CTB is a difficult diagnosis to make, clinical and histological presentations depend on the immune status and cellular immunity of the patient [2]. However, no dermoscopic sign is characteristic or typical of this pathology. In our case, the clinic and the dermoscopy were very suggestive of CL, although the histology was in favor of CTB. Indeed, the exploded star aspect is quite suggestive of the CL, but it can be observed in some cases of CTB as illustrated by our observation [3]. CBT must be evoked in front of any chronic lesion in endemic countries. His diagnosis is based on the combination of epidemiological, bacteriological and histological evidence. The biopsy shows tuberculoid granulomas with or without caseous necrosis [3]. Alcohol-acid-fast bacilli are absent or rare. The culture is frequently negative, and the tuberculin intradermoreaction is classically positive. The PCR takes its potential value in the pauci-bacillary forms where the diagnosis is more difficult [4]. In some cases, only the therapeutic test allows to “affirm” the diagnosis [5,6]. The treatment is similar to that of pulmonary tuberculosis. The clinical response is expected between four and six weeks after the start of treatment.

CONCLUSION

Cutaneous tuberculosis is an entity with multiple clinical and histological forms. The dermoscopy being nonspecific, it is necessary to think of it before any cutaneous lesion in the endemic countries.

Consent

The examination of the patient was conducted according to the Declaration of Helsinki principles.

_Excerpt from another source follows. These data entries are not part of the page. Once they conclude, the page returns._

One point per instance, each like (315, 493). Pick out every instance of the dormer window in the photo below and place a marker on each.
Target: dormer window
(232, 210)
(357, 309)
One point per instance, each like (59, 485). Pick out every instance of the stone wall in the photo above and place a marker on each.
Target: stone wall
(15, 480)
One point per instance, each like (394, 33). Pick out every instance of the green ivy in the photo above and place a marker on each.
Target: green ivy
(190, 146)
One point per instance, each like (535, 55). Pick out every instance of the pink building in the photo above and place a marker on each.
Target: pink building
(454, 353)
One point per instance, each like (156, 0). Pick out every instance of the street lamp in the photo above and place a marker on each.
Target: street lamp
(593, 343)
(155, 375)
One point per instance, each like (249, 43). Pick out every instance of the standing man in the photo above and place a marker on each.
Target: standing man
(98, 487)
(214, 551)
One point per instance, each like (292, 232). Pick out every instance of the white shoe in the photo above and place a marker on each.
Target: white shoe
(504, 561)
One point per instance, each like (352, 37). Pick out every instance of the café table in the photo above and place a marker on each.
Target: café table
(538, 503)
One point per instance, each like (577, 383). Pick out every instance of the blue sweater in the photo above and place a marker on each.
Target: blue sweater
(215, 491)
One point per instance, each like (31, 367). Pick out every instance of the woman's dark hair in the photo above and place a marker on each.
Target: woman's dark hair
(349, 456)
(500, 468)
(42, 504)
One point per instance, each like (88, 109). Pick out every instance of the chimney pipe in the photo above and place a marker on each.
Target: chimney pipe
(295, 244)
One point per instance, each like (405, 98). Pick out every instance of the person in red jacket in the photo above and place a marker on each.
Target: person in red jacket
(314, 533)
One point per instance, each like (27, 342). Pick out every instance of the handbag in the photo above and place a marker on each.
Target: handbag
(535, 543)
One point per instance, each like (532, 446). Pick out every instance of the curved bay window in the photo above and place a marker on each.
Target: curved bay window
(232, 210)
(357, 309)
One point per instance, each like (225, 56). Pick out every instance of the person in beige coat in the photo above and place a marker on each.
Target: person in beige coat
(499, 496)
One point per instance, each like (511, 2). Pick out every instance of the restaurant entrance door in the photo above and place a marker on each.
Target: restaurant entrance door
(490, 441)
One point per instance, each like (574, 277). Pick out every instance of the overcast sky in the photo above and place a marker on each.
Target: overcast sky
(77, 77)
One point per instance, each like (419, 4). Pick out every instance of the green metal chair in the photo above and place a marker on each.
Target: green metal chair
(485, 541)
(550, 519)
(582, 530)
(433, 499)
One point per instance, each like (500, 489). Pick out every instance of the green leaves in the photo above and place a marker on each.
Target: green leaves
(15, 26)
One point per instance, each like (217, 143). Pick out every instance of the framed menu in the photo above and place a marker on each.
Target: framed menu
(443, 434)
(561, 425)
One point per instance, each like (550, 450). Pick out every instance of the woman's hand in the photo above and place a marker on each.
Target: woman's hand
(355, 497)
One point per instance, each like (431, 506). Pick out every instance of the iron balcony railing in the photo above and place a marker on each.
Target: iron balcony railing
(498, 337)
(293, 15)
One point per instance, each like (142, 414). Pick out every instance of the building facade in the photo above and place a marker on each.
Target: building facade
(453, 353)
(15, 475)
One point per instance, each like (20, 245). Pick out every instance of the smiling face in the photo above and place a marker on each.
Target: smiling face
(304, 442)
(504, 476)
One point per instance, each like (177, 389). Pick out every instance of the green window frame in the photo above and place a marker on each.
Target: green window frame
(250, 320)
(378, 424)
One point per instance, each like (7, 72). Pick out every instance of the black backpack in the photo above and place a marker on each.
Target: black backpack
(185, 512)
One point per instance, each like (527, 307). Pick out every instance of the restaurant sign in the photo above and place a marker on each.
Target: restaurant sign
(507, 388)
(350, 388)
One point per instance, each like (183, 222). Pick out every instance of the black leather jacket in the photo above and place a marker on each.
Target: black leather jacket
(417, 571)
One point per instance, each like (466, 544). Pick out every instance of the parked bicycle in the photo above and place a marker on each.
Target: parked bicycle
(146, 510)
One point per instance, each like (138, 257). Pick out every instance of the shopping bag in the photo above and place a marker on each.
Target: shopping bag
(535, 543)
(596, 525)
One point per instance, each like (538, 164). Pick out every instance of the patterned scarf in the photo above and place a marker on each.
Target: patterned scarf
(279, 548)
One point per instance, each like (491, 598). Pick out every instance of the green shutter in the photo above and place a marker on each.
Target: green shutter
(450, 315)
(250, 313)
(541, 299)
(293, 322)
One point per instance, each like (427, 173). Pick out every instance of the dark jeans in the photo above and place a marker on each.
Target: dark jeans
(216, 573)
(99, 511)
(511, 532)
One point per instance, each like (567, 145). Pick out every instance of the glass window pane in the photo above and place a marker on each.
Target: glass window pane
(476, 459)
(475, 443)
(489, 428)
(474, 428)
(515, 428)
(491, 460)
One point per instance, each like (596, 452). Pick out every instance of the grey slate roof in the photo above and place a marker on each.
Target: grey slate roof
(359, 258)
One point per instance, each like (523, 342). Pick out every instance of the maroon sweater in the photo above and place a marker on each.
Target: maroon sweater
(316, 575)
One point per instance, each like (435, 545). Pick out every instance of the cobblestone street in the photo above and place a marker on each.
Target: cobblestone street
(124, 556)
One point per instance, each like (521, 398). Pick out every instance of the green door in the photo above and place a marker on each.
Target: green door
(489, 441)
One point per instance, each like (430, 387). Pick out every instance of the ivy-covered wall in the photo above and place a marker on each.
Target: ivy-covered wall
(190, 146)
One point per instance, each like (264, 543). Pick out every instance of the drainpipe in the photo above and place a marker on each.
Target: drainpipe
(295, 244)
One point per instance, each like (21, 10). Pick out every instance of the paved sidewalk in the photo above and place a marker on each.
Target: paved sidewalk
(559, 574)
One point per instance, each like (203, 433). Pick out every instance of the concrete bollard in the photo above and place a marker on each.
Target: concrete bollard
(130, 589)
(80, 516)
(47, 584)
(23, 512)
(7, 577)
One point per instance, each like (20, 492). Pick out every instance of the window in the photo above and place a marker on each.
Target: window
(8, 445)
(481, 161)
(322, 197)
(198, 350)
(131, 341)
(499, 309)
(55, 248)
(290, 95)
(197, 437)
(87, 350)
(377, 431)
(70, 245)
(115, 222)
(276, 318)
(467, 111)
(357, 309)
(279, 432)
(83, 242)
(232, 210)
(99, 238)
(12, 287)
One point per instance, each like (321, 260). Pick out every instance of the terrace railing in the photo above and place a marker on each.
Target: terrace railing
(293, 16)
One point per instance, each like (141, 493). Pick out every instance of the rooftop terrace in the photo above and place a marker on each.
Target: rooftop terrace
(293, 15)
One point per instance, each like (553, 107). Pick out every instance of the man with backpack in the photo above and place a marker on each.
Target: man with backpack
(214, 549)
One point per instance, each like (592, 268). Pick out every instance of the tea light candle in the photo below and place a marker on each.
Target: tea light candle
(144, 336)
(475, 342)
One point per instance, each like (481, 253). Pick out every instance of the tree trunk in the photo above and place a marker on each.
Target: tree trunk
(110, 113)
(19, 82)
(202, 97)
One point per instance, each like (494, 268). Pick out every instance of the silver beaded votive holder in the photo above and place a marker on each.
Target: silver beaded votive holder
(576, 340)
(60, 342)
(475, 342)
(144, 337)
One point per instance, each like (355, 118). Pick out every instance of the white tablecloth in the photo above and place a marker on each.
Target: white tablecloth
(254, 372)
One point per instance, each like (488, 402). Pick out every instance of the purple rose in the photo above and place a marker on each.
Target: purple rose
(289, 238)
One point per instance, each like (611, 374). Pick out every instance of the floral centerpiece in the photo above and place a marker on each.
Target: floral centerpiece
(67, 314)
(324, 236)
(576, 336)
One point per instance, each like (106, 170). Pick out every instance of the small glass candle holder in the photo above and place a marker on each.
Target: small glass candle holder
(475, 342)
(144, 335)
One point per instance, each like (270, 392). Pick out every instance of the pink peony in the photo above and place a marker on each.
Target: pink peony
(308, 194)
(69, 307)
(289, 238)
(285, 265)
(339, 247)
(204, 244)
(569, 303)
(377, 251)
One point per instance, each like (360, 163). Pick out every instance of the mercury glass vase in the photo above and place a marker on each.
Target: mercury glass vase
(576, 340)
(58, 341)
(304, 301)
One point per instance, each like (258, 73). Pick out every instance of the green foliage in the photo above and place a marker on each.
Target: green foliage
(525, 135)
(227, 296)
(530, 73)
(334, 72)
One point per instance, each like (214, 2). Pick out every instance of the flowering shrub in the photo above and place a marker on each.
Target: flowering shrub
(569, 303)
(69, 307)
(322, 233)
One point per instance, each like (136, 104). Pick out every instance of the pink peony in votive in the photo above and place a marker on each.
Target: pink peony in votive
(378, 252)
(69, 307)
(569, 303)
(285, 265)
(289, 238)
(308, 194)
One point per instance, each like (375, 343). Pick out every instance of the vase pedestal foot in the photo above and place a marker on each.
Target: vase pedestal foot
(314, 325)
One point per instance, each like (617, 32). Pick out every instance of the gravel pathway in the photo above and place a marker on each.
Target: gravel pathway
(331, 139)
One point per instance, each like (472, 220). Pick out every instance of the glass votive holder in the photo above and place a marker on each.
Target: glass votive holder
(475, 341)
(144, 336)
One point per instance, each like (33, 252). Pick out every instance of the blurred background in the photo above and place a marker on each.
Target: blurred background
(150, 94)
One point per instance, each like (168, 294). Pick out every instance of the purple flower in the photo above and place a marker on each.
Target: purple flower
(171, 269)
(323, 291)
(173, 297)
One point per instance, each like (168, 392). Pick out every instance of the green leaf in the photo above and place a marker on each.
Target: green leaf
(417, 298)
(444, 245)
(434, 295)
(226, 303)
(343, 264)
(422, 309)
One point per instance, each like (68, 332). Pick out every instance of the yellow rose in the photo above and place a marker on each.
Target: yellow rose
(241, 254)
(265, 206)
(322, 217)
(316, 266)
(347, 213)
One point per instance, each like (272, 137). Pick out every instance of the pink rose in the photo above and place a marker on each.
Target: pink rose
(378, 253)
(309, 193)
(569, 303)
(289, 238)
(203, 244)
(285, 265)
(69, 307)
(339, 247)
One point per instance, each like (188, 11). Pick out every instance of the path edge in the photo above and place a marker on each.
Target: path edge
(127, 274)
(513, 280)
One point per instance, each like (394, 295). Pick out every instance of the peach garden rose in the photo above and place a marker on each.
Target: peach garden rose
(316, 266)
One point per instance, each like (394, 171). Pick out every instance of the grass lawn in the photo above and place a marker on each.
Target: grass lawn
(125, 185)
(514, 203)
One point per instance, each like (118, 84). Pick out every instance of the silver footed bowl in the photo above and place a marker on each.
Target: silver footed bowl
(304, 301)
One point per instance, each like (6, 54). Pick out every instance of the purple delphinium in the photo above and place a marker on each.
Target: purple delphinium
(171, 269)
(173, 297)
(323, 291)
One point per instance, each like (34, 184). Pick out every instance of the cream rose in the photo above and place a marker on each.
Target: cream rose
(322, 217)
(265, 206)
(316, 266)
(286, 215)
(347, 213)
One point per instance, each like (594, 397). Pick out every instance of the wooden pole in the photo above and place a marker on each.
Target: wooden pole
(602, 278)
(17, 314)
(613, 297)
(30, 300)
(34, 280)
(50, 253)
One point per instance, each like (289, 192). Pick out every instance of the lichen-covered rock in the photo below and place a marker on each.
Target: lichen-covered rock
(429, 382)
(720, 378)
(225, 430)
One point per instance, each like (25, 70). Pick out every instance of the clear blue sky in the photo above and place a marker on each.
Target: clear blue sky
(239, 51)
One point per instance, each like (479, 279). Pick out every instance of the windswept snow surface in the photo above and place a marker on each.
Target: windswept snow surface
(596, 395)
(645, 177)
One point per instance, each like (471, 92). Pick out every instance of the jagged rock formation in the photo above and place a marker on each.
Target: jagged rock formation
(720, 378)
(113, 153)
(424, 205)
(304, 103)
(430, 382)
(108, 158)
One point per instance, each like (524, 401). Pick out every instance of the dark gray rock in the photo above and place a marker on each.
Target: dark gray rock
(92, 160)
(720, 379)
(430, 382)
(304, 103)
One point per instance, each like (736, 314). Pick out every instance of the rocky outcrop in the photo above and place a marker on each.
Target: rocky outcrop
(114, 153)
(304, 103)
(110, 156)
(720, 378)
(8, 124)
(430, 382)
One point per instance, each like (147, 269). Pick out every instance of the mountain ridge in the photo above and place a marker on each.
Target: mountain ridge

The authors certify that they have obtained all appropriate patient consent forms. In the form the patient(s) has/have given his/her/their consent for his/her/their images and other clinical information to be reported in the journal. The patients understand that their names and initials will not be published and due efforts will be made to conceal their identity, but anonymity cannot be guaranteed.

REFERENCES

1. Benchikhi H, Chiheb S. Tuberculose cutanée EMC, Elsevier Masson, 2015.

2. Foo CC, Tan HH. A case of tuberculosis verrucosa cutis undiagnosed for 44 years and resulting in fixed-flexion deformity of the arm. Clin Exp Dermatol. 2005;30:149-51.

3. Kaufmann I, Kurz K. Comparison of tuberculosis cutis luposa and cutaneous leishmaniasis. Z Hautkr. 1985;60:9-39.

4. Tigoulet F, Fournier V, Caumes E. Formes cliniques de la tuberculose cutanée. Bull Soc Pathol Exot. 2003;96:362-7.

5. Sin C, Wann A-R, Grossin M, Courdavault L, Sigal M-L, et al. Tuberculose cutanée et érythème induréde Bazin:étude rétrospective de 13 cas. Ann Dermatol Venereol. 2015;142:237-44.

6. Chaabane H, Chami I, Charfi S, Masmoudi A, Amouri M, Makni S, et al. [Lesions of the nose revealing warty tuberculosis], Presse Med. 2015;44:372-3.

Notes

Source of Support: Nil.

Conflict of Interest: None declared.